SPACE WIRE
Mustard gas "false alarm" after five soldiers suffer blisters: military
NEAR NAJAF, Iraq (AFP) Apr 08, 2003
The US military said Tuesday fears that five soldiers, who suffered blisters while on duty near the central Iraqi town of Najaf, had been exposed to mustard gas were believed to be a "false alarm".

Military officers had said the soldiers, from the 101st Airborne Division's 1st Brigade, suffered nausea as well as the blisters after walking into a building that stored Iraqi ammunition on Monday afternoon.

"The division surgeon doesn't think it is mustard gas," 101st spokesman Major Hugh Cate told AFP.

"He thought it was a false alarm."

A 101st military intelligence officer, Captain Adam Mastrianni, had earlier said initial tests had shown the substance in the building was mustard gas, but more thorough tests were being conducted on Tuesday to confirm that.

"It's fairly likely it was in fact mustard gas," Mastrianni, attached to the division's Aviation Brigade, said.

A spokeswoman at US Central Command in Qatar, which is directing the US-British war on Iraq, had no immediate reaction to the mustard gas report.

"We have no confirmation of that," Major Randi Steffy said.

Another 101st spokesman, Lieutenant Eric Lake, said the five soldiers had been taken to a military hospital with blisters and nausea, but their conditions were not believed to be life-threatening.

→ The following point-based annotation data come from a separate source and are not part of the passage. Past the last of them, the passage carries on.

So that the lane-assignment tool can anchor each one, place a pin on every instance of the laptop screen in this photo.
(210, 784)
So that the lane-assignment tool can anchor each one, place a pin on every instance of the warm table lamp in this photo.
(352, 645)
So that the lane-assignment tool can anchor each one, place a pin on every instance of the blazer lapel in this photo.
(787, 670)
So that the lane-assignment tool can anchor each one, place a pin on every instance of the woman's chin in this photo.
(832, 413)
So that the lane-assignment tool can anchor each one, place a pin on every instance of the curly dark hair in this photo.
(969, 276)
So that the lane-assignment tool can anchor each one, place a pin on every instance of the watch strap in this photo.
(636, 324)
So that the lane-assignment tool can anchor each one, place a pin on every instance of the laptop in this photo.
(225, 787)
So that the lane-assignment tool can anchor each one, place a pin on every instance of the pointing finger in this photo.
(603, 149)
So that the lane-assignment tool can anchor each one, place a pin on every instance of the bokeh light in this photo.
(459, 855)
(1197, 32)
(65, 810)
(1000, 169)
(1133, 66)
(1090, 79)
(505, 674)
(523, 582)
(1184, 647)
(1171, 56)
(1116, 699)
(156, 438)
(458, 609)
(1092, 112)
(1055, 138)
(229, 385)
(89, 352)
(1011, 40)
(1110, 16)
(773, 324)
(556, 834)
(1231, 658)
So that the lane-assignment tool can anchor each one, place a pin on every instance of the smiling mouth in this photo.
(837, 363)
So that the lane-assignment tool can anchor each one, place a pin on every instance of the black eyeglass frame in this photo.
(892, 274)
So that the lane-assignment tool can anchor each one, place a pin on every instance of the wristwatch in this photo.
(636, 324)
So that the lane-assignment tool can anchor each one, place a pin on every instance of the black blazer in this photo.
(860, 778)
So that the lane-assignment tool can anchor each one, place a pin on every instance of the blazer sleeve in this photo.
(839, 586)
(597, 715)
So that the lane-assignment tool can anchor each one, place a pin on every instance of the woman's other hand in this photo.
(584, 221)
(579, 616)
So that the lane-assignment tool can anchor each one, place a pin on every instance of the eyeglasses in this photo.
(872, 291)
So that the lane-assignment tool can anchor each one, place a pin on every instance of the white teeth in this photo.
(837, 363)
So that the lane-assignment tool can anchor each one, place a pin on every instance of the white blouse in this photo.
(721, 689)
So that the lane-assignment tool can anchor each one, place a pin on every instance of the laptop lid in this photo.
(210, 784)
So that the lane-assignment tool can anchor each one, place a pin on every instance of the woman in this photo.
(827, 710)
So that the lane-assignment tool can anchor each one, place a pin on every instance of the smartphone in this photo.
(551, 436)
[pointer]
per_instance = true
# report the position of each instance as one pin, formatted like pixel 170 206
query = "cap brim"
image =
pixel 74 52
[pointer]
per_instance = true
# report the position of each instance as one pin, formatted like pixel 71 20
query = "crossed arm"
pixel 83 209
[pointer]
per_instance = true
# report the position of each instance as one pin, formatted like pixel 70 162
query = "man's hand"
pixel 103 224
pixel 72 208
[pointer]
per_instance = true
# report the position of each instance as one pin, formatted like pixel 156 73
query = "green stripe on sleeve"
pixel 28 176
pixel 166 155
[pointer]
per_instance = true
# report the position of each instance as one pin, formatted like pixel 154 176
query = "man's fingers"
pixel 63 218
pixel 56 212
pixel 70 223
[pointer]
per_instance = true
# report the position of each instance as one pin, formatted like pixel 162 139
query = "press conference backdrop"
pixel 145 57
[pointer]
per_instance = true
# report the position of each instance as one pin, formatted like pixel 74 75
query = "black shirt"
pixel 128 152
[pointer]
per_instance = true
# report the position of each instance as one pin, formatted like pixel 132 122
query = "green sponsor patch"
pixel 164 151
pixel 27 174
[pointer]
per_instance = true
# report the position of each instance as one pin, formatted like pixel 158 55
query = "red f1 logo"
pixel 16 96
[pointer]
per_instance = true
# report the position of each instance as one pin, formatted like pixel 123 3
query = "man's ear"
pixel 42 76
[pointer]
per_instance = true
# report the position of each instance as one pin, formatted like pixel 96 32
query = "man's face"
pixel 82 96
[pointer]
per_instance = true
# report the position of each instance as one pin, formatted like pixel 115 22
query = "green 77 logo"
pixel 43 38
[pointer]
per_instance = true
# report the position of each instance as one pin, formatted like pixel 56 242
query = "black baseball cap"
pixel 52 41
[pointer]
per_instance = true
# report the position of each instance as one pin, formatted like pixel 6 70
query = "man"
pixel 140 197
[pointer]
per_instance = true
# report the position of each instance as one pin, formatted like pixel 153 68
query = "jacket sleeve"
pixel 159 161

Mastrianni said it was not yet clear where in the building the suspect substance was stored or whether it had been packed into artillery shells.

If the substance is confirmed as mustard gas, Mastrianni said this was a breach of Iraqi President Saddam Hussein's commitment not to produce or use chemical weapons and other weapons of mass destruction.

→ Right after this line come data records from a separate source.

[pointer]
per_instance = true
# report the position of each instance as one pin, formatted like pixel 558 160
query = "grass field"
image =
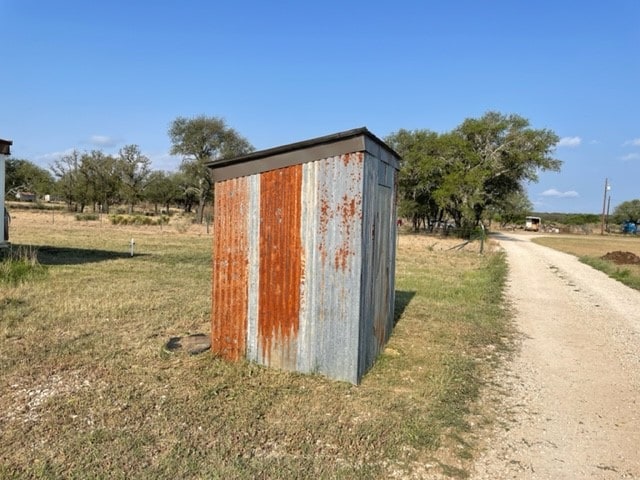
pixel 590 250
pixel 86 390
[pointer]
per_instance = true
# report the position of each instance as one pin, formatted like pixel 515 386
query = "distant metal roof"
pixel 356 140
pixel 5 147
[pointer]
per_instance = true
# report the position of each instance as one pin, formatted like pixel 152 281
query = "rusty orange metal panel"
pixel 280 271
pixel 230 269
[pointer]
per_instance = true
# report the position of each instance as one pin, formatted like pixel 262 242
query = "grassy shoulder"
pixel 87 392
pixel 591 250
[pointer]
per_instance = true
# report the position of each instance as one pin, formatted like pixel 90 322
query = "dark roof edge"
pixel 283 149
pixel 5 147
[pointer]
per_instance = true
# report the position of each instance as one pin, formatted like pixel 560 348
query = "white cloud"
pixel 552 192
pixel 631 156
pixel 569 142
pixel 102 141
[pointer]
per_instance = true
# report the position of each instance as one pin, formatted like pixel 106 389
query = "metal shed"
pixel 304 254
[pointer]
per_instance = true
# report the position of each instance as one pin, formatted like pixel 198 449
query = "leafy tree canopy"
pixel 482 163
pixel 628 211
pixel 200 140
pixel 24 176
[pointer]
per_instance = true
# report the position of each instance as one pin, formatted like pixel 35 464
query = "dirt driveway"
pixel 568 402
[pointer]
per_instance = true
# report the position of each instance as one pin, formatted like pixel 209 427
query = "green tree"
pixel 490 158
pixel 162 189
pixel 200 140
pixel 100 179
pixel 511 209
pixel 420 174
pixel 67 171
pixel 628 211
pixel 24 176
pixel 135 169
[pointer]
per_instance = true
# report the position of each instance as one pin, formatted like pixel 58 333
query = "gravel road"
pixel 568 402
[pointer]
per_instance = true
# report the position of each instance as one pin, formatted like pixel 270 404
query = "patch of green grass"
pixel 85 391
pixel 20 265
pixel 591 249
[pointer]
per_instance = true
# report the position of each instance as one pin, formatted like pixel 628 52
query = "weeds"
pixel 21 265
pixel 590 251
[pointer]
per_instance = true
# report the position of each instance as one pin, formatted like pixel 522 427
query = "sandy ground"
pixel 568 402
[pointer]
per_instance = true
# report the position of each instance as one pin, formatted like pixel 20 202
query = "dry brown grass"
pixel 86 390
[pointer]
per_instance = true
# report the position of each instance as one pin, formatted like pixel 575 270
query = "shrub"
pixel 20 265
pixel 87 216
pixel 138 220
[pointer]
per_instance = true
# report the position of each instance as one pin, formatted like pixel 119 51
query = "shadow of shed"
pixel 304 254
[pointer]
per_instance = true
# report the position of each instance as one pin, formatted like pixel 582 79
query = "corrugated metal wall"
pixel 303 265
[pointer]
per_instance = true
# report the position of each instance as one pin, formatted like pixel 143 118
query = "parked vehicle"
pixel 532 224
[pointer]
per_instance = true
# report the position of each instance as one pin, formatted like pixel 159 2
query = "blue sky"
pixel 101 75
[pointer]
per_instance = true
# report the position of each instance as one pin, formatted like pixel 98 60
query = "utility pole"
pixel 604 203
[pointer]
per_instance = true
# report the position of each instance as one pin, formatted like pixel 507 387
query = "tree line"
pixel 473 174
pixel 97 181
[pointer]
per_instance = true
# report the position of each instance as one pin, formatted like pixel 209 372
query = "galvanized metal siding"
pixel 303 265
pixel 378 247
pixel 230 269
pixel 331 231
pixel 280 254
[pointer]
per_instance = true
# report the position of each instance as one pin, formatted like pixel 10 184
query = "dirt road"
pixel 568 402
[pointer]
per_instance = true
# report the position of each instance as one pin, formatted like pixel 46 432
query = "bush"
pixel 20 265
pixel 87 216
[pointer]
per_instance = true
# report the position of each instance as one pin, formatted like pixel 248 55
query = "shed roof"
pixel 5 147
pixel 356 140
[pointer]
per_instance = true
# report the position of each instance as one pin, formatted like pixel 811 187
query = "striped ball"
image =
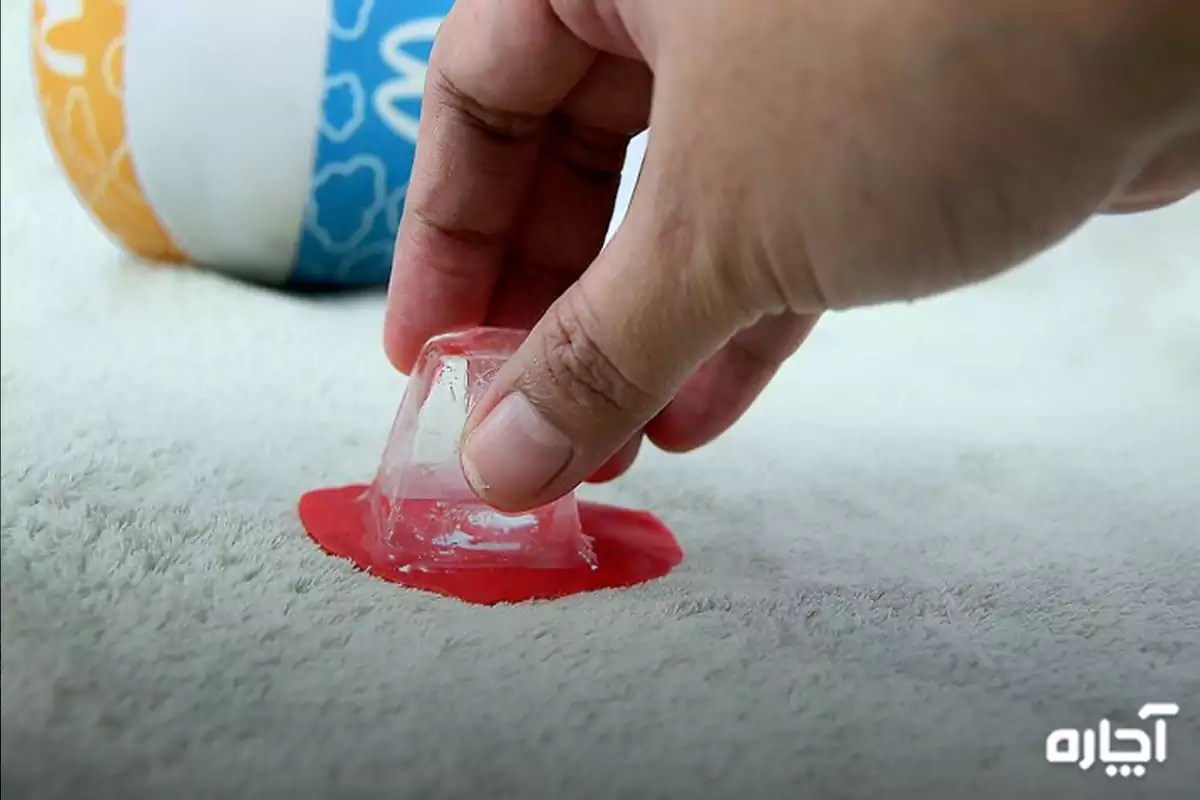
pixel 271 139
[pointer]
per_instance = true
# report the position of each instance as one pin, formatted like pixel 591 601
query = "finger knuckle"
pixel 580 366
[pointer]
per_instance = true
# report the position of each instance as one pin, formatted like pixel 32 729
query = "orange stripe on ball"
pixel 78 59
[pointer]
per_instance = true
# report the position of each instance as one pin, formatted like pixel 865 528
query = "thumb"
pixel 603 361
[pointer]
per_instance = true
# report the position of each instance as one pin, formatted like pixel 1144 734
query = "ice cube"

"It's still a chemical agent and it's not supposed to be utilised," he said.

"The bottom line is it's one of the items he was supposed to be destroy."

US forces "secured" Najaf, 100 kilometres (160 miles) southwest of Baghdad, last week after about a week of intense fighting with forces loyal to Saddam.

The 101st soldiers are still in the Shiite Muslim holy city to ensure it remains secure for military and humanitarian operations.